Chaucer Brings the Renaissance North
Born in London ca. 1343 to a wealthy family, Chaucer came to France in 1359 as part of the Hundred Years’ War acting as a courtier, diplomat, and civil servant as he had been in England. He became a member of the court of Edward III on June 20th, 1367 as a valet de chambre.
It was in this capacity that he travelled to Milan in 1368, where he came into contact with Petrarch and Jean Froissart, a French-speaking author of chivalric literature and court historian. He may have become acquainted with John Hawkwood during this visit as well, but certainly would have come into contact with him during his second and third Italian expeditions in 1372 and 1378. It is believed that John Hawkwoodwas the inspiration for Chaucer’s The Knight’s Tale. It was then that he came into contact Boccaccio, whose works served as an inspiration for his own along with those of Dante and Petrarch.
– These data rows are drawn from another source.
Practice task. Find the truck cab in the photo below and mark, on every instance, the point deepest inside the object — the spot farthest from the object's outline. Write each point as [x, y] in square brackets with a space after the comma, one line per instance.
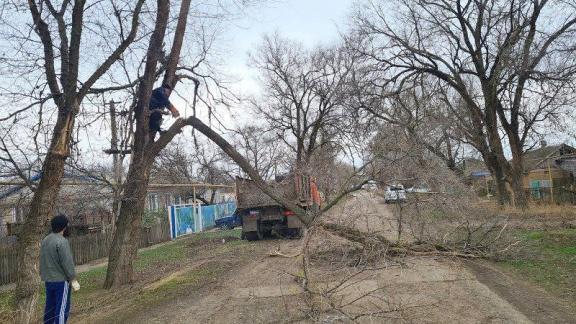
[261, 216]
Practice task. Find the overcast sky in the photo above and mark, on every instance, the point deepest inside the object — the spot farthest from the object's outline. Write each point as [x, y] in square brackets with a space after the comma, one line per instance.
[310, 22]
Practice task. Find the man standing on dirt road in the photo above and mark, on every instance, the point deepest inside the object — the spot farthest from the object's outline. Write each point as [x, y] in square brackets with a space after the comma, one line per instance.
[57, 271]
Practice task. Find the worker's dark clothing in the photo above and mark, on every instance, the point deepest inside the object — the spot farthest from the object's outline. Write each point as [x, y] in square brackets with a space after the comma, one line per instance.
[56, 270]
[158, 102]
[57, 302]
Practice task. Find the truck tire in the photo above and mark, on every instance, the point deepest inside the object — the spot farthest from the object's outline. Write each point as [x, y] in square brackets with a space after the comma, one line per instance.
[251, 236]
[293, 233]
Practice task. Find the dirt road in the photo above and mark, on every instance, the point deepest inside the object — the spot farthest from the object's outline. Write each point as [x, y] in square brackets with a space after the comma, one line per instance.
[257, 288]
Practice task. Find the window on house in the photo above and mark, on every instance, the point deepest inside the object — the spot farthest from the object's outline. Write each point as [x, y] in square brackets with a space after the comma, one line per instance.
[153, 202]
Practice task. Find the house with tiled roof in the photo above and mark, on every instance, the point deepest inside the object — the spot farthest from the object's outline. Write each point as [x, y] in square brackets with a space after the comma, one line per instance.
[550, 168]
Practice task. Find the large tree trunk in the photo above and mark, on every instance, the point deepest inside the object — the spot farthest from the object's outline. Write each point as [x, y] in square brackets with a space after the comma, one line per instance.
[125, 244]
[499, 178]
[35, 224]
[124, 247]
[517, 184]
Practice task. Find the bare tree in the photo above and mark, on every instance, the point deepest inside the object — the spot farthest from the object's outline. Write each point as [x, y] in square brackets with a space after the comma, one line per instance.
[58, 30]
[144, 150]
[509, 62]
[423, 116]
[262, 149]
[303, 93]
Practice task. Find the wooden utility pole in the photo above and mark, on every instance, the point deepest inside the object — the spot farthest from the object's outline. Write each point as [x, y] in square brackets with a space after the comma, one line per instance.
[551, 182]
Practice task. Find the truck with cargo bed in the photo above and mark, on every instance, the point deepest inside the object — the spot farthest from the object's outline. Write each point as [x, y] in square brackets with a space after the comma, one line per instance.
[261, 216]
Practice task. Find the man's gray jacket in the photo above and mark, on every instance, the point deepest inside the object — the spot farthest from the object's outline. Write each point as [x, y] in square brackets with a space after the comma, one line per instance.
[56, 261]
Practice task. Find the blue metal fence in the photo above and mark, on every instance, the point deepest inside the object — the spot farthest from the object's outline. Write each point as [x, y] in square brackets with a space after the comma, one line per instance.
[187, 219]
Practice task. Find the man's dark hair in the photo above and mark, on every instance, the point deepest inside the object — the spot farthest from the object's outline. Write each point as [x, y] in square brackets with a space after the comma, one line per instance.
[59, 223]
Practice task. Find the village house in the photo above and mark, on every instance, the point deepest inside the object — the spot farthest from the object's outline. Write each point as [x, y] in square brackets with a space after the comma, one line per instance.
[88, 202]
[549, 172]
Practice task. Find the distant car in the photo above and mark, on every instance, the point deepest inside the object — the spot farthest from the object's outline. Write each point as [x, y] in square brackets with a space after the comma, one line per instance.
[370, 185]
[228, 222]
[418, 189]
[395, 193]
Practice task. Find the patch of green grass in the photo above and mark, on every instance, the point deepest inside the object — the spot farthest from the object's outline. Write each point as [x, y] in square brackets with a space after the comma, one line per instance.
[171, 252]
[179, 284]
[237, 232]
[549, 260]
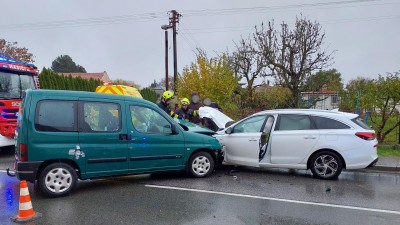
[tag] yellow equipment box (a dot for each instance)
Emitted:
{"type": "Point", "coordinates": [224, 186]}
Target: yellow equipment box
{"type": "Point", "coordinates": [119, 90]}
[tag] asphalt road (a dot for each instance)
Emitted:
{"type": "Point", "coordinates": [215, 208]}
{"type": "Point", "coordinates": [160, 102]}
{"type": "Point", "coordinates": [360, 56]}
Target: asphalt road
{"type": "Point", "coordinates": [230, 196]}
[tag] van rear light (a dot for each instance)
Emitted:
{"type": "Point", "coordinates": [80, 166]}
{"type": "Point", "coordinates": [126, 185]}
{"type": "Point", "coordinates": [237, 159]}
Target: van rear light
{"type": "Point", "coordinates": [23, 152]}
{"type": "Point", "coordinates": [366, 135]}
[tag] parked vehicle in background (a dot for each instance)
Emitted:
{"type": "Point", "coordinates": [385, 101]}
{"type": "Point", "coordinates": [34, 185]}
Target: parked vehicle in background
{"type": "Point", "coordinates": [324, 141]}
{"type": "Point", "coordinates": [63, 136]}
{"type": "Point", "coordinates": [15, 77]}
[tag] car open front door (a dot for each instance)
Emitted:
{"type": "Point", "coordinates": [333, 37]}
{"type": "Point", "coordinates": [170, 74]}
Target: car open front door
{"type": "Point", "coordinates": [242, 142]}
{"type": "Point", "coordinates": [293, 138]}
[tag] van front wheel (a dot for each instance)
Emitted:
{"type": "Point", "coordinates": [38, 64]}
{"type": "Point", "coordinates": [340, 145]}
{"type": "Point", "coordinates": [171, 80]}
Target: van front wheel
{"type": "Point", "coordinates": [201, 164]}
{"type": "Point", "coordinates": [57, 179]}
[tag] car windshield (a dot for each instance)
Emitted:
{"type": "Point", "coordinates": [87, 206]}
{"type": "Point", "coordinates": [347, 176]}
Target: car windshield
{"type": "Point", "coordinates": [12, 85]}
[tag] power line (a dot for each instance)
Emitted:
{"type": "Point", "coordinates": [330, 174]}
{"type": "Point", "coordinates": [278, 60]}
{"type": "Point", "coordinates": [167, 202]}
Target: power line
{"type": "Point", "coordinates": [155, 16]}
{"type": "Point", "coordinates": [243, 28]}
{"type": "Point", "coordinates": [211, 12]}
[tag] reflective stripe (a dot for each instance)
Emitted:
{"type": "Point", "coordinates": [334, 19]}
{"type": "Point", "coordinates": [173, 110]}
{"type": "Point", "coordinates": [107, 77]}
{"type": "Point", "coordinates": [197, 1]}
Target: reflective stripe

Chaucer became devoted to the translation of their works and to adapting them. His famous Canterbury Tales are an adaption of the Decameron that, along with other works, did for English what these three authors had done for Italian. This contributed significantly to the rise of English during the Late Middle Ages. Together with the theologian/philosophers William of Ockham and John Wycliffe, Geoffrey Chaucer laid the foundations for the coming Renaissance in England along with helping to define not only a language for the English nation but a sense of identity as well.